Just received my IELTS Academic results, bear in mind it's my first take on IELTS Academic, never took it before

Reading : 9
Writing : 7
Speaking : 8.5
Listening : 8.5

Overall : 8.5


As I expected (except Reading which is a bit above my expectations)

Awaiting TOEFL. I expect that TOEFL speaking will be pretty bad


----------



## TheExpatriate (Feb 7, 2014)

Just got my TOEFL Scores, they are way better than I expected. I take it back, TOEFL is easier LOL

but again, on DIBP scale, I missed the Superior English (equiv. to IELTS 8) by one point ! Not that I need it, but I am just benchmarking

Score : 

Reading : 28
Speaking : 28
Writing : 30
Listening : 30

Overall : 116

Verdict : as expected, Reading is more difficult, and speaking is not that easy, missed the mark by 1 point in reading

Writing is WAY easier (which I expected earlier), and listening turned out easier than I thought


----------



## ozengineer (May 19, 2014)

I have taken TOEFL twice and IELTS once. To me, personally, IELTS suits more. Although I have to say its writing section is somewhat harder than that of TOEFL. IELTS' speaking section, on the other hand, is much-much easier, in my opinion.

My results:

TOEFL 2nd try: R29, L28, W28, S23
IELTS: R9.0, L9.0, W7.5, S8.5

The thing that bothers me the most about TOEFL is the fact that everything goes through computer... and it all takes places in a classroom full of people and hence noise. People cough, everyone takes the speaking test at the same time and in the same room, etc. Most importantly, it seems somehow much more 'organic', natural to speak to an actual person. IELTS writing is not the most pleasant experience though.


----------



## Jamaloo (Feb 16, 2014)

*Good score*



TheExpatriate said:


> Just got my TOEFL Scores, they are way better than I expected. I take it back, TOEFL is easier LOL
> 
> but again, on DIBP scale, I missed the Superior English (equiv. to IELTS 8) by one point ! Not that I need it, but I am just benchmarking
> 
> ...


----------



## atmahesh (Apr 9, 2014)

any thoughts on PTE Academic Vs Tofel . I have attempted ielts and pte academic both. I find pte academic speaking a bit tough.


----------



## kingcantona7 (Jan 12, 2014)

ielts is okay and easy if u need only 7 as a target...8 looks tough


----------



## pratik2077 (Feb 11, 2015)

Hi,

As you know after 1st Jan 2015 score download facilities available in TOEFL.

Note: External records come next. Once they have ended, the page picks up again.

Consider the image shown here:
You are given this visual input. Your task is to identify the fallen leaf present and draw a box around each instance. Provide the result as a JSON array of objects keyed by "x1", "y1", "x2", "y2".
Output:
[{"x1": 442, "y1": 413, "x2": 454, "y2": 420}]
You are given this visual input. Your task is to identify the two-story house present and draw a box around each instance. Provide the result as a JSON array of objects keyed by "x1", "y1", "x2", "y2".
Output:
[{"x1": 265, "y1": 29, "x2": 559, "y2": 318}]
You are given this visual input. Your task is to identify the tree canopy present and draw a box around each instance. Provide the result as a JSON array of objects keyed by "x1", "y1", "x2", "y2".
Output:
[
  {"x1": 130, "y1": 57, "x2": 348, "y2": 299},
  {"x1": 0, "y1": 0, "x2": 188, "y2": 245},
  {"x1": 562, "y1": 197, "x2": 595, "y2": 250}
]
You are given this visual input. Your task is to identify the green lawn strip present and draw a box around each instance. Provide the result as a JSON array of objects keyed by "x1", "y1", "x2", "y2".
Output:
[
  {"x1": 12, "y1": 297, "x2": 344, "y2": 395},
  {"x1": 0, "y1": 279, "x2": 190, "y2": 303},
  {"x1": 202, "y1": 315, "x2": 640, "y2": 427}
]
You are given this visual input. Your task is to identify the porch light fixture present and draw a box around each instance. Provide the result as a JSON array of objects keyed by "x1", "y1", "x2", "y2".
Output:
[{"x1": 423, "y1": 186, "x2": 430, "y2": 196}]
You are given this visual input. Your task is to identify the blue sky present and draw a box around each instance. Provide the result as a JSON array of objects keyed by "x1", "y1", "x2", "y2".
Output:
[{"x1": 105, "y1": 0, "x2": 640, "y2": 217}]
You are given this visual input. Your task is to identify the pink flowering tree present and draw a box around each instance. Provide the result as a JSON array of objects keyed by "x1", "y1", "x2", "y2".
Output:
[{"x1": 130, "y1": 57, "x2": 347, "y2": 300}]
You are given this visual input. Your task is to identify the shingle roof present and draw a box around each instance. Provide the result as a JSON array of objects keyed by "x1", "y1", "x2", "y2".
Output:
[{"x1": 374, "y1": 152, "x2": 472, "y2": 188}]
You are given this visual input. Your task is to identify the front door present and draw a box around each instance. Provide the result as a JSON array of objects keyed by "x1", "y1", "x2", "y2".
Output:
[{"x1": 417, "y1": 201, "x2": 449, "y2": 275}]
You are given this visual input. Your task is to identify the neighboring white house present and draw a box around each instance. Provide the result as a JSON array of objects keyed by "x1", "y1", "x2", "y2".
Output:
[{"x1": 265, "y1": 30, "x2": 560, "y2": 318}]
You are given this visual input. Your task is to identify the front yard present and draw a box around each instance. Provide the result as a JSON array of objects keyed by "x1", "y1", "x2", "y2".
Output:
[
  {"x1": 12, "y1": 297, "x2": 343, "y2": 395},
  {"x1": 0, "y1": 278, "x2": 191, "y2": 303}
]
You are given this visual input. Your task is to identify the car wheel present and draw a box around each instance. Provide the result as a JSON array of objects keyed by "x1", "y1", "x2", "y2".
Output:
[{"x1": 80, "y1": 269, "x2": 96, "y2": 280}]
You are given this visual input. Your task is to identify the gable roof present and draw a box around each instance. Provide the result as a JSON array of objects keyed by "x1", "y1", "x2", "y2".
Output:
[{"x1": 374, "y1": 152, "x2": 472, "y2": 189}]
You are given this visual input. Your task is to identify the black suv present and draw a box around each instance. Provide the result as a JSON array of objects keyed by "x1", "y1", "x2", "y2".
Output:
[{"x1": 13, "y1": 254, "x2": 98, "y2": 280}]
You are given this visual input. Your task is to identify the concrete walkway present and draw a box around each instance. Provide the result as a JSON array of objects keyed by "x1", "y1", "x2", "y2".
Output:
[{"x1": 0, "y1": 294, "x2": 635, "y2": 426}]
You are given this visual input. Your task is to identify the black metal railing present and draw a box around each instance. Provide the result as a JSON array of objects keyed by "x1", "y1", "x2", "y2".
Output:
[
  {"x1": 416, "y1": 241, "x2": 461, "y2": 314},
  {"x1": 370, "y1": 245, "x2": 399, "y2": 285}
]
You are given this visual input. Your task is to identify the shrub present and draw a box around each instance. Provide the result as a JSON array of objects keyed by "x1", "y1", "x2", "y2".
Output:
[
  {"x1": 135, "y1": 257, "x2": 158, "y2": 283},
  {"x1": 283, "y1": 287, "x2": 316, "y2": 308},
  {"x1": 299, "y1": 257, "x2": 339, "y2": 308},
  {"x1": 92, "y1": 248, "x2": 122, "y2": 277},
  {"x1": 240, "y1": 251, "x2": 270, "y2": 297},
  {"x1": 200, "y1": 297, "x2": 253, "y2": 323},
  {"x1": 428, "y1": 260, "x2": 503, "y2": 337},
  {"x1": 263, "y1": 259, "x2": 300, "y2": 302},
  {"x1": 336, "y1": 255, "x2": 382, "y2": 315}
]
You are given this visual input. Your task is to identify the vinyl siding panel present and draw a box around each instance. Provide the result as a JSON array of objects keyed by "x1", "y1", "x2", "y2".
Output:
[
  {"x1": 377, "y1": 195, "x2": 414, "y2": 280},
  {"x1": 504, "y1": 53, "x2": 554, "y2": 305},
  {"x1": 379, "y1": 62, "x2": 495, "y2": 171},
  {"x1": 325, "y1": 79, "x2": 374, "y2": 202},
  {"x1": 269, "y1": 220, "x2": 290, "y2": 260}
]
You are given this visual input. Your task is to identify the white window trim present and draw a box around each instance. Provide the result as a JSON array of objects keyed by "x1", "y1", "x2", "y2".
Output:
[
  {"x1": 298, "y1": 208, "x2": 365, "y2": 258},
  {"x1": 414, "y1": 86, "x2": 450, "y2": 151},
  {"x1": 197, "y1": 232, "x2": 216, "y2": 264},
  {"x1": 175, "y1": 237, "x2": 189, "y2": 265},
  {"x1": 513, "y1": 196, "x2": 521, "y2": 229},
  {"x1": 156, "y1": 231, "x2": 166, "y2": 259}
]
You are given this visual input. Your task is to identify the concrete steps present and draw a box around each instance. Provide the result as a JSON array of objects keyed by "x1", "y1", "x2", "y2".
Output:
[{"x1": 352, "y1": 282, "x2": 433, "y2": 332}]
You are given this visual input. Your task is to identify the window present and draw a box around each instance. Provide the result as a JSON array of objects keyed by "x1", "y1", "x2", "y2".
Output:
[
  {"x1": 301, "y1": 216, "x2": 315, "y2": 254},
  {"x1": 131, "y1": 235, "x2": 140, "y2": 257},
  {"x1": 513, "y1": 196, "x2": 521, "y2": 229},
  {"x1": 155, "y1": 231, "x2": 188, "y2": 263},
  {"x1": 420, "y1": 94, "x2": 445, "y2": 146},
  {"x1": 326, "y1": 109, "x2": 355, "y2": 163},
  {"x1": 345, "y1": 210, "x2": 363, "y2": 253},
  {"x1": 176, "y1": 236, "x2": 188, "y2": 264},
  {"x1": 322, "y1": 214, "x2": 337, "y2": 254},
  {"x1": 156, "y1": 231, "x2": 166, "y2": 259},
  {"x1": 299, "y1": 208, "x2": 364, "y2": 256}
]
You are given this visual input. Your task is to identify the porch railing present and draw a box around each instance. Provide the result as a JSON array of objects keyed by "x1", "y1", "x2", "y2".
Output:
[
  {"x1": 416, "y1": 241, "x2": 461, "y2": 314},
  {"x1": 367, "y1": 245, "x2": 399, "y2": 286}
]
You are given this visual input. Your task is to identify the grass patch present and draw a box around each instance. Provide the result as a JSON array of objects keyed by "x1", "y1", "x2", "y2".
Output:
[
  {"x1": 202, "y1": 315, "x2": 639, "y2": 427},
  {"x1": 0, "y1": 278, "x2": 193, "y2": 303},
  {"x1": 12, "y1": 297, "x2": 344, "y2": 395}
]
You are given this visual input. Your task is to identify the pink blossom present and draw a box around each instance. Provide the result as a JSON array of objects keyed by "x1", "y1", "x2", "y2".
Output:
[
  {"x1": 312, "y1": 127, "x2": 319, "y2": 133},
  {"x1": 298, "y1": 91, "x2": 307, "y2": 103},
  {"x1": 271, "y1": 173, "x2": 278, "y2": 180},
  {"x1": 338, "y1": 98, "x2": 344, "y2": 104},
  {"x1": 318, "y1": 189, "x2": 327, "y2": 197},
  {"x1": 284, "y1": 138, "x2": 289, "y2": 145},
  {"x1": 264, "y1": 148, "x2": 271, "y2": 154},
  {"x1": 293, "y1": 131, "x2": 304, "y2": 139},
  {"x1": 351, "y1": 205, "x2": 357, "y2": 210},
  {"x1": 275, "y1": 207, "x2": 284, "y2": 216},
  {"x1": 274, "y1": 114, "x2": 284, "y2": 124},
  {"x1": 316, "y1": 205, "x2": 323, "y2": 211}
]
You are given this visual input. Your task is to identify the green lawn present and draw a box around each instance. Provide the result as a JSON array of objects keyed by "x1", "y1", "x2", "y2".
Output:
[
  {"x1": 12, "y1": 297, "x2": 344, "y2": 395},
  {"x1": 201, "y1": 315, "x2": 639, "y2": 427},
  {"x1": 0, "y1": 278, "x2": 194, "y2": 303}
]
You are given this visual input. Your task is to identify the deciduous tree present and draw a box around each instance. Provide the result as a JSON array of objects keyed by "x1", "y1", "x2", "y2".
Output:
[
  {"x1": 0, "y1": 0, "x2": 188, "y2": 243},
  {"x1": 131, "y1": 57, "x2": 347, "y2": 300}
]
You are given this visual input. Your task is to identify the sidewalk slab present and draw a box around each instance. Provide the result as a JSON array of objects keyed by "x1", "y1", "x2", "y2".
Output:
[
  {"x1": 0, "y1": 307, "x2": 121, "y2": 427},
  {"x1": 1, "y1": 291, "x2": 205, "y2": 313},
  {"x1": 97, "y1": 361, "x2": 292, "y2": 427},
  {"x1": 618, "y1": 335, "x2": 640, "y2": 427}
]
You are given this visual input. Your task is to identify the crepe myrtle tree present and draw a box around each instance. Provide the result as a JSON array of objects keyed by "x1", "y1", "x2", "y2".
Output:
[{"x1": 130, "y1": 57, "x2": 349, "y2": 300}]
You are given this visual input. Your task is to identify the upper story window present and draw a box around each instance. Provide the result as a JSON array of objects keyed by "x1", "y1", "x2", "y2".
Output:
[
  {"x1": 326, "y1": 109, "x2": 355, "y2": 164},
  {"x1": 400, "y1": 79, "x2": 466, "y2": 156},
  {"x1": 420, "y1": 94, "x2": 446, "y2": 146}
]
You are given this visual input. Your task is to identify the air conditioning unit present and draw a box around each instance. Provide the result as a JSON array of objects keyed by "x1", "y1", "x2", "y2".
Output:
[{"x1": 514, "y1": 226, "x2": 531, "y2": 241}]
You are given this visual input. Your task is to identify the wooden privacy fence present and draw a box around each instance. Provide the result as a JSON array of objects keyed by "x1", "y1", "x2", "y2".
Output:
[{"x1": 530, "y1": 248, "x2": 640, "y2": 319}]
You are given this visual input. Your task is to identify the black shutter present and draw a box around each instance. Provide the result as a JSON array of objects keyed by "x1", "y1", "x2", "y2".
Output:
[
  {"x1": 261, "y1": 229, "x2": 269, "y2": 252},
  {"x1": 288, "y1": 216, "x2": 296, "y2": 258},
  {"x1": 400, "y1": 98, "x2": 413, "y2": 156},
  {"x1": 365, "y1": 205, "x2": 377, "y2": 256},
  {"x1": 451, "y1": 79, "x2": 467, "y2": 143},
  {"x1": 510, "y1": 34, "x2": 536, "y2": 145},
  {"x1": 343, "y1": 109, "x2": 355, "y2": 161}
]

I have downloaded score card report but d't have original score card copy yet.it will take time 1month.

Can I use downloaded copy in visa process ya wait for original score card copy ?

I already request additional score card copy also.any one have idea how many days it will take to deliver in india.

Please share your suggestion.


----------



## zainer (Feb 24, 2015)

I believe that IELTS is easier than tofel.


----------



## TheExpatriate (Feb 7, 2014)

I did not receive my score reports so far after 3+ months, and those f***tards last time when I called them in their HQ in the US told me there is nothing we can do, we sent them, it's your problem ......


----------



## pratik2077 (Feb 11, 2015)

TheExpatriate said:


> Just got my TOEFL Scores, they are way better than I expected. I take it back, TOEFL is easier LOL
> 
> but again, on DIBP scale, I missed the Superior English (equiv. to IELTS 8) by one point ! Not that I need it, but I am just benchmarking
> 
> ...


Hi TheExpatriate

Hope you got your desire score in TOEFL.I have some query regarding my TOEFL score card.

1. Can you please tell me, Approx how many days they taken to deliver your hard copy score card.

2. Do you have any idea about additional score card copy delivery time.

Regards,
Pratik


----------



## TheExpatriate (Feb 7, 2014)

After 3.5 months, 5 additional orders, two paypal disputes, 6 phone fights, attempts to two addresses in two countries, nothing received yet


----------